Mississippi voted overwhelmingly to keep the Confederate emblem on its flag Tuesday, rejecting suggestions from the governor and business leaders that a new flag would help the state escape its segregationist past.

With 87 percent of the precincts reporting, 420,806 voters, or 66 percent, favored keeping the old flag and 218,786 voters, or 34 percent, wanted to replace it.

Mississippi is the last state to prominently display the emblem on its flag.

Former Gov. William Winter, who led a commission last year that recommended a new banner, said he was disappointed.

"I take reassurance in the fact that so many Mississippians did cast a vote for a symbol of unity for our state," Winter said. "I hope that out of this effort will come an increased understanding of our continuing obligation to work for a Mississippi that has its face turned to the future and not the past."

In a state where William Faulkner said the past is never dead, the flag debate, while largely peaceful, polarized some voters along racial lines.

In DeSoto County, a predominantly white county in the Memphis suburbs, the old flag led by a six-to-one margin. In Hinds County, the majority-black county that includes Jackson, the new flag led two-to-one.

Voters had two choices: keep the current 1894 flag with the Confederate emblem of 13 white stars on a blue X, or adopt a new flag with 20 white stars on a blue square, denoting Mississippi's role as the 20th state.

Farmer Terry Galey voted to keep the old banner.

"I've had things on my farm that have been working for 20 years and if they're still working, why change them?" he said Tuesday, a crisp spring day during cotton-planting time across the Delta.

The results were in line with a poll last month in which two-thirds of respondents favored keeping the 1894 flag. The poll, commissioned by The Associated Press and other news organizations, was conducted before advocates on either side geared up with ads, telephone calls and rallies.

Some whites said they support the old flag because it represents their heritage and was the banner they saluted as children. Many blacks see the emblem as a symbol of past injustices, including beatings and lynchings by the Ku Klux Klan. The state, with 2.8 million people, is 61 percent white and 36 percent black.

Gov. Ronnie Musgrove and many business leaders supported the new flag, saying it would help move the state forward economically and socially.

The debate arose after the Mississippi Supreme Court ruled last May that the state technically has no flag, because the 1894 design was left out when the state code was updated in 1906. The Legislature decided to let the voters choose.
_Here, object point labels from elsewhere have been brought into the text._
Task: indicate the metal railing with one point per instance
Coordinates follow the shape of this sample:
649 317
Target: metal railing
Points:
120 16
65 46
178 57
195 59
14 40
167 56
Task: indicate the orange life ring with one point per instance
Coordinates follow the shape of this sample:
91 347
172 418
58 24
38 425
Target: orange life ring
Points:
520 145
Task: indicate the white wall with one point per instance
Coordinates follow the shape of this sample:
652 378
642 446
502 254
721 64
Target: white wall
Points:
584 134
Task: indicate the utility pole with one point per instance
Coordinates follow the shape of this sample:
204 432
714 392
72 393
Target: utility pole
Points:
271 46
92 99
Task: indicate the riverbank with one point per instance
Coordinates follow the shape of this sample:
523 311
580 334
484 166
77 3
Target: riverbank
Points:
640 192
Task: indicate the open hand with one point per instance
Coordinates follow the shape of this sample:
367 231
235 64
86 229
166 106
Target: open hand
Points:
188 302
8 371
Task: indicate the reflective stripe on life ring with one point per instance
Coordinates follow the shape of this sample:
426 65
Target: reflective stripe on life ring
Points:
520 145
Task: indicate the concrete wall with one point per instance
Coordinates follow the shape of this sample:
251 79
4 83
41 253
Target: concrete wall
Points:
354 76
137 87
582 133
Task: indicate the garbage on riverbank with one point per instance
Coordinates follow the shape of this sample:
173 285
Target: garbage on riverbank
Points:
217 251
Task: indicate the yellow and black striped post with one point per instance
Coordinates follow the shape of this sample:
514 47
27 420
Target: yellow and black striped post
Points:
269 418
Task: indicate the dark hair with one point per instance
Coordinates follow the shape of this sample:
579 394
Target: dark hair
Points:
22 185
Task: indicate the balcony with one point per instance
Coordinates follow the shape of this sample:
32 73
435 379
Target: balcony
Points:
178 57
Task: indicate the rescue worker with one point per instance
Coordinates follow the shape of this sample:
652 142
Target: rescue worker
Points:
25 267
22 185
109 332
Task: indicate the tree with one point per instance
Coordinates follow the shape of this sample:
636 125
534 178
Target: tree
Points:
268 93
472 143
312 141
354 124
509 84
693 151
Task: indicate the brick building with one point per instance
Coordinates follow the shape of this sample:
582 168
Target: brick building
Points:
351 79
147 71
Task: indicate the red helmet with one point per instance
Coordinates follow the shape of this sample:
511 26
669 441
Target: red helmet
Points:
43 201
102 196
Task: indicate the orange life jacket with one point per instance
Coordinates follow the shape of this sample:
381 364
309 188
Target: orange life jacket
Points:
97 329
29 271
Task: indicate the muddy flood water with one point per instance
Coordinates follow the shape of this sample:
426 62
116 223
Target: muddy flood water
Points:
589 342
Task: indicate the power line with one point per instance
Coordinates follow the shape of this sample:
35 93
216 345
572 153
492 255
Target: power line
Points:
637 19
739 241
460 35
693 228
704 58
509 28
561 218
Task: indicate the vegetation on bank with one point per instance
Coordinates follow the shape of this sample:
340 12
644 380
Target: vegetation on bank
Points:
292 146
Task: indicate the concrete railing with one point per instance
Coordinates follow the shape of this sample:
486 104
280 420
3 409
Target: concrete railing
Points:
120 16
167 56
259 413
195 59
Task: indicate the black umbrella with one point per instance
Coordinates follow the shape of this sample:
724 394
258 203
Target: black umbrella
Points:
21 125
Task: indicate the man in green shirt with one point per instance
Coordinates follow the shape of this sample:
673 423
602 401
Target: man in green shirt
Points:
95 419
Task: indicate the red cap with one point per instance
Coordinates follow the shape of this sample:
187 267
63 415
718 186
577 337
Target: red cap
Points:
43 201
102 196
The vote is part of a larger debate across the South about dealing with past racism and facing the future.

In neighboring Alabama, jury selection is under way in the trial of a white man accused in one of the civil rights era's most notorious crimes, the 1963 bombing of Birmingham's Sixteenth Street Baptist Church. The bombing killed four black girls.
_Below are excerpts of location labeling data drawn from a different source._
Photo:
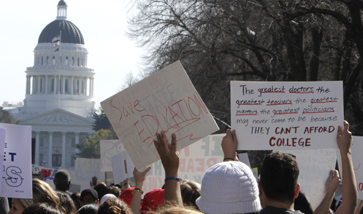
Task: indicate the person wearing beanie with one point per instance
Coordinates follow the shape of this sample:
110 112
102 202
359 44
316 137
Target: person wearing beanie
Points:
229 187
106 197
89 196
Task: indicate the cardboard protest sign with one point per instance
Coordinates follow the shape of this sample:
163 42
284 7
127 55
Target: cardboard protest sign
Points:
129 165
165 101
118 168
2 147
286 115
17 174
108 149
314 166
195 159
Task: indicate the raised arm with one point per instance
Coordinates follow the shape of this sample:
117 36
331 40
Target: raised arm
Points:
331 186
229 146
137 192
349 187
170 160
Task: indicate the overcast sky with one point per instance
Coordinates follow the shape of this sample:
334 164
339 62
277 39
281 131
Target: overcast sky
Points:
103 24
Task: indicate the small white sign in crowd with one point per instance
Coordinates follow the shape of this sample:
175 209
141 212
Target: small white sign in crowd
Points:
300 118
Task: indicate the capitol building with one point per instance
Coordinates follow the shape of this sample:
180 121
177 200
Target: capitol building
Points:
59 94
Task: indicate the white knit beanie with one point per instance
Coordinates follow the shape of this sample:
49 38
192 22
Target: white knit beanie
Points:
229 187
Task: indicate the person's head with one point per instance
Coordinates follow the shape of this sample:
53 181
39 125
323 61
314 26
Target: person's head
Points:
302 203
19 205
278 178
113 206
126 195
66 204
101 189
89 196
190 191
41 209
152 200
43 193
62 180
173 209
114 190
88 209
229 187
76 197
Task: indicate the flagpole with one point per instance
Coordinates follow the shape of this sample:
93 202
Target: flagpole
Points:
60 67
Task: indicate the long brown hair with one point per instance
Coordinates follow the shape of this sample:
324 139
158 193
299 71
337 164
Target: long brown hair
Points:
43 193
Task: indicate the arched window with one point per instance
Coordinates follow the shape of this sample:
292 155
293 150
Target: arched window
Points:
41 85
52 86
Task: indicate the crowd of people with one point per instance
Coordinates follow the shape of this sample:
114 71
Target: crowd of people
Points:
226 187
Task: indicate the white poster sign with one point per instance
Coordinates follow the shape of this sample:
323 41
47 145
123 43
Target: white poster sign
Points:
195 159
45 171
286 115
129 165
314 166
118 168
108 149
165 101
17 169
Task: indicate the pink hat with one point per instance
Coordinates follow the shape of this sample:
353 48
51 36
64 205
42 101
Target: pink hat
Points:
152 200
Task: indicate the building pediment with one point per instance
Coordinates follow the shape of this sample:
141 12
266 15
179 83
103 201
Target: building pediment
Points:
57 117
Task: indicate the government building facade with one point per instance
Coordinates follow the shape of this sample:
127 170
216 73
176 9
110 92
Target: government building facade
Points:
59 94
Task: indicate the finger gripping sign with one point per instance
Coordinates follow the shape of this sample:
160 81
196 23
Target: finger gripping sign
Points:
286 115
17 169
165 101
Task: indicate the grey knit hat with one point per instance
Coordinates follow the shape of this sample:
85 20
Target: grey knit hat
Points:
229 187
26 202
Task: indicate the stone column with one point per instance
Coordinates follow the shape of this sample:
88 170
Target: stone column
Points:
37 139
77 142
85 86
50 150
55 84
27 84
91 87
63 149
63 84
33 85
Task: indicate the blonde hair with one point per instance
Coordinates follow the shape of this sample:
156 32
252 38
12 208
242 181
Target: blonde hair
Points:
174 209
43 193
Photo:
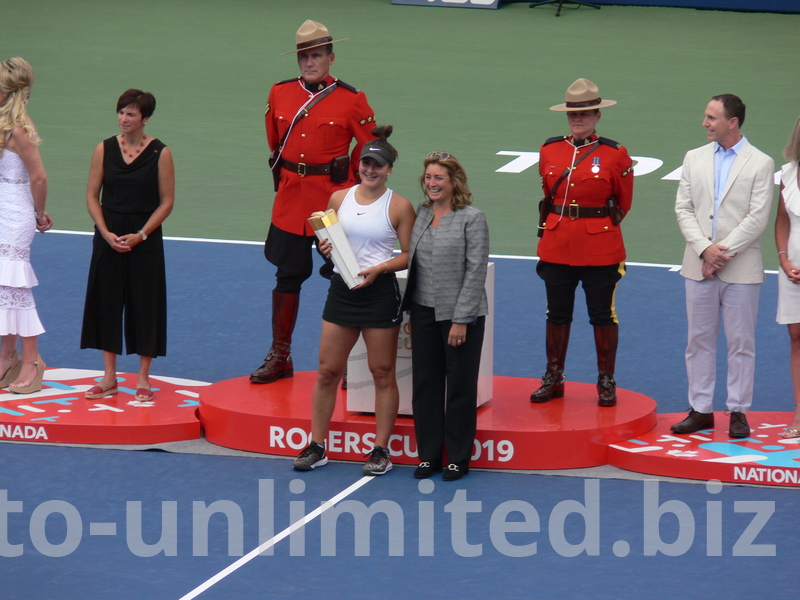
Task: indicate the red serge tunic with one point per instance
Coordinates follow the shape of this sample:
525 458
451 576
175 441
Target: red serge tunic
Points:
607 171
323 134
In recent years, prosecutors in Mississippi and other states also have dusted off files on old civil rights cases.

In 1994, a jury convicted Byron de la Beckwith of assassinating NAACP leader Medgar Evers in Jackson in 1963. Mississippi Attorney General Mike Moore said he is also pursuing leads in a case against those accused of killing three civil rights workers in 1964.

Other Southern states have also wrestled with symbols of the Confederacy.

South Carolina lawmakers, under economic pressure from the NAACP, last year removed a Confederate flag from atop the Statehouse dome. In January, Georgia legislators shrank the Confederate symbol that had dominated that state's flag since 1956.

Many Alabama cities and counties have stopped flying the state's flag -- a red X over a white background, adopted in 1895 -- because some say it looks too much like the Confederate banner.

"I think that the recent changes, including discussions on changing symbols, reopening old civil rights murder cases, as well as developments like new business, all indicate that the South is maturing," said Susan Glisson, interim director of the Institute for Racial Reconciliation at the University of Mississippi.

Glisson is among those who advocated a new flag in Mississippi. She said the 1894 banner represents "terror" for too many citizens.